ただ、僕にやりたくない仕事を押し付けている奴や、要領が良くて上に気に入られる振る舞いをしている一方で、人を選んで強く出る様な狡い奴に限って、ワーカー(作業員)からトレーナー(作業指導員)に昇進したり、リーダー(トレーナーより上)が気に入らない事が有る度に早退して、それを上役はお咎め無しという可笑しな始末の職場です。
まぁうちの職場は、他では不採用間違い無い奴等がトレーナーやリーダー、更にはもっと上のスーパーバイザーをしていますよ。」
僕は島根さんに、台詞に憤りと落胆を埋め込んで吐いた。すると島根さんは、
「いくら頑張っても藤井君は浮かばれないね。 以前スーパーバイザーより遥かに上の人が、人員余剰の日だけど藤井君だけは出勤して欲しいって聞かされたけど、それでも、評価が形になって報われてないみたいじゃない…?
君ももう30代半ばで、そろそろしっかり腰を定めないと…。」
こう言った島根さんは、三、四秒を間を空けて、
「ねー、どうだい⁉︎ 俺と店をやらないか⁉︎ 焼き鳥販売店なんだけど?」
と誘ってくれた、僕は一瞬の躊躇いもなく、ハイやります、宜しくお願いします、と勢いを帯びた返事をする。

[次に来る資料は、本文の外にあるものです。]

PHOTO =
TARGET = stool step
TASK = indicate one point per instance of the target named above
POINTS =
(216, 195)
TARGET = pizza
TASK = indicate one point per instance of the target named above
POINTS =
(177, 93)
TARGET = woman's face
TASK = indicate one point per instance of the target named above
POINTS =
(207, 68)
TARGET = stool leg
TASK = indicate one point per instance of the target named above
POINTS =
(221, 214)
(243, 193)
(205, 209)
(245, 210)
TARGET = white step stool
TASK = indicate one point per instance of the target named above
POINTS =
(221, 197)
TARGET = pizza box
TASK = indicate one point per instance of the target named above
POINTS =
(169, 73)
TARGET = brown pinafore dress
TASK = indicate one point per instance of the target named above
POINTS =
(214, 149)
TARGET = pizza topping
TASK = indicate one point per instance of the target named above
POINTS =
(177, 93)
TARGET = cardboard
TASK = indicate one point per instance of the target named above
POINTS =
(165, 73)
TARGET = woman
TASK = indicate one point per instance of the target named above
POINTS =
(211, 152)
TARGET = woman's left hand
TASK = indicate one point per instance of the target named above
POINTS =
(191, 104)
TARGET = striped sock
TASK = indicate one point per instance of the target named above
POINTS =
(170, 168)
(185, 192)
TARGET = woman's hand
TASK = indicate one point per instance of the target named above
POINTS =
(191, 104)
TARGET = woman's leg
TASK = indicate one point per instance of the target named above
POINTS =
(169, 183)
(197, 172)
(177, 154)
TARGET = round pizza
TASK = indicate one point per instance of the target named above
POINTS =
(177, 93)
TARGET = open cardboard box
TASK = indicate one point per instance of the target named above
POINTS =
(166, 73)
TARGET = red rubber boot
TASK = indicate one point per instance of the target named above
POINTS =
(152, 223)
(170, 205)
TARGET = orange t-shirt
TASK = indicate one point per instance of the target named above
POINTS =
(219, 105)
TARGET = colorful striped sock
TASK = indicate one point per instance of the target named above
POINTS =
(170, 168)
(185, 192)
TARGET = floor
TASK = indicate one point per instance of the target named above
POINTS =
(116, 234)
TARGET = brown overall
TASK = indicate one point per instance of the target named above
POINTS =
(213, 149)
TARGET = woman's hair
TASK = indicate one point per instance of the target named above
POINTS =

二「藤井君、この商材の猫砂は重くて、俺は運べないから、代わりに三階のロケに運んどいてくれ。」
大谷というトレーナーが、やってくれるのは当たり前の様な口調で猫砂を左手でパンパン叩きながら押し付けて来た。トレーナーであれ、ワーカーと同じ様に商材を運搬するのかこの職場のやり方である。トレーナーは管理者とはいえ、ずっとパソコンと向き合ったりするという訳ではないのである。
大谷は女の平均よりも小さい小男で筋力が無い故、他人にやらせるのだろうが、にしてももう少し悪いけど頼めないかという申し訳無さそうな、顔や口調にしてもいいだろうと僕は思った。
しかし、軈ては僕の最大級の理解者味方である、島根さんとコンビで仕事が出来るという楽しみで、人任せのみならず、自分の立場を弁えない振る舞いばかりの大谷への嫌悪や反発を完全消化出来た。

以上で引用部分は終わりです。